While this looks good, we see the first "inconvenience" in our task here. The model is more than capable of answering the query. Yet, it is not able to concentrate all its probability mass on one "True-token" such as "Yes" but spreads it among multiple such as "Sure" (56% probability), "Yes" (35% probability), and "Certainly" (0.1% probability). This is most likely because assertion of something being true is most definitely done by using all these words in the training data. While this does not make the generation wrong, it raises two questions:
1. Is the model abel to understand that all these tokens express "True" and build a circuit out of that?
2. How do we evaluate the task if we cannot measure it's outcome based on the logit/probability of a single token?

For the first question, I do not have a concrete answer but, for the sake of this experiment, I will just hope that the model chosen here is indeed able to abstract the answers into "Fact is True" and "Fact is False". Larger models such as ChatGPT 4o are definitely able to do so. This model achieved close to 100% accuracy on 10 simple factual knowledge questions around Paris under the condition of answering with True or False only. For the second question, we will have to find a solution to capture all possible True- and False-tokens

Going through a bunch of example questions, I have mapped all True- and Wrong-Tokens to their corresponding underlying meaning.
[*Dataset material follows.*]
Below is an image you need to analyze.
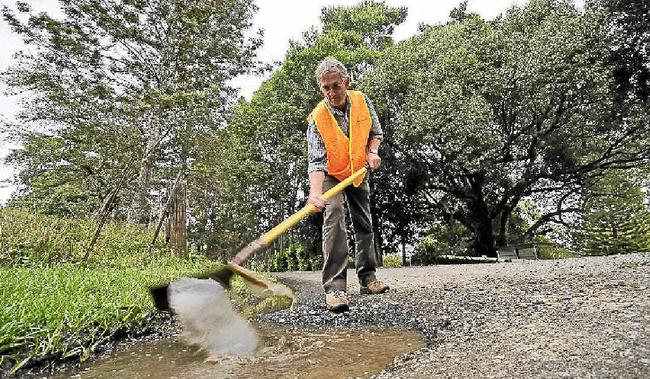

Although, computationally, it is not very elegant (especially bc lists have diff lenghts), we will have to always evalaute the task on all these tokens.

In [13]:
answer_map

{'True': ['Yes',
  'yes',
  'Sure',
  'Correct',
  'Certainly',
  'Absolutely',
  'Indeed',
  'True',
  'Yeah',
  ' Yes'],
 'False': ['No', 'no', 'Nope', ' No', ' no', 'Wrong', 'NO']}

In [14]:
from src.data import answer_map_to_tokens

answer_map_tokens = answer_map_to_tokens(model, answer_map)

In [35]:
df = pd.DataFrame({'question': [query], 'answer': ["True"]})

In [40]:
from src.logit_diff import df_to_logits, logits_to_logit_diff

logits, cache = df_to_logits(model, df)
logit_diff = logits_to_logit_diff(df, logits, answer_map_tokens, device)
print(f"Logit difference of True and False tokens summed up is {logit_diff:.2f} nats")

Logit difference of True and False tokens summed up is 109.43 nats


When accounting for all True and False token, the model is clearly able to classifiy the statemnt as True. If the model were able to concentrate the probability mass of all True-Tokens on one token and that of all Wrong-Tokens on another token, the True-Token would have an $e^{109}\approx 10^{47}\times$ higher probability.

<details> <summary>Note</summary>
Considering typcial logit distributions over the vocabulary at the end of a Transformer it is questionable if the model, even if it were possible to concentrate on two differnet tokens, would assign such a high logit to the True token. Furhtermore, we have to consider that way more positive tokens are under the top 10 tokens which is why the differnece is so big in the first place. Nevertheless, this supports our hypothesis that the model can retrieve factual knowledge and use it to answer questions.